🤖 AI Summary
Deep reinforcement learning agents often suffer from poor generalization due to shortcut learning. While existing symbolic approaches offer interpretability, they rely on hand-crafted object-centric state representations and are thus incompatible with end-to-end pixel-based deep agents. This paper introduces SCoBots, the first end-to-end trainable neuro-symbolic RL framework. SCoBots automatically learns object-centric representations directly from raw pixels, models inter-object relations to produce interpretable action decisions, and ensures behavioral traceability via policy distillation and rule extraction. The framework unifies object discovery, relational reasoning, and symbolic policy learning within a single architecture.
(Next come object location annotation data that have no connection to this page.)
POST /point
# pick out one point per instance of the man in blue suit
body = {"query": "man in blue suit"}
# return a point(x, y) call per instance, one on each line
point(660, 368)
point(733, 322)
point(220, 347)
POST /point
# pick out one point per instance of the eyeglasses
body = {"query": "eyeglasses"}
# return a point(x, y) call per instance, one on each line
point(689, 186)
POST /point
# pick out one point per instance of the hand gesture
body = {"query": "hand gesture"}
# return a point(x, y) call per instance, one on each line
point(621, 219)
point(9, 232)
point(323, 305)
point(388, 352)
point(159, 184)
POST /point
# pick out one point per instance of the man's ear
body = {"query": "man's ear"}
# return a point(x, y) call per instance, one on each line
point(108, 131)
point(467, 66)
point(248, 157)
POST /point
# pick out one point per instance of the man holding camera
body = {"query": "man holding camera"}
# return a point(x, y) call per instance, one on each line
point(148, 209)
Evaluated on multiple Atari games, SCoBots significantly improves cross-environment generalization and decision transparency while maintaining competitive performance—achieving, for the first time, full interpretability without sacrificing efficacy in end-to-end RL.
📝 Abstract
Deep reinforcement learning (RL) agents rely on shortcut learning, preventing them from generalizing to slightly different environments. To address this problem, symbolic method, that use object-centric states, have been developed. However, comparing these methods to deep agents is not fair, as these last operate from raw pixel-based states. In this work, we instantiate the symbolic SCoBots framework. SCoBots decompose RL tasks into intermediate, interpretable representations, culminating in action decisions based on a comprehensible set of object-centric relational concepts. This architecture aids in demystifying agent decisions. By explicitly learning to extract object-centric representations from raw states, object-centric RL, and policy distillation via rule extraction, this work places itself within the neurosymbolic AI paradigm, blending the strengths of neural networks with symbolic AI. We present the first implementation of an end-to-end trained SCoBot, separately evaluate of its components, on different Atari games. The results demonstrate the framework's potential to create interpretable and performing RL systems, and pave the way for future research directions in obtaining end-to-end interpretable RL agents.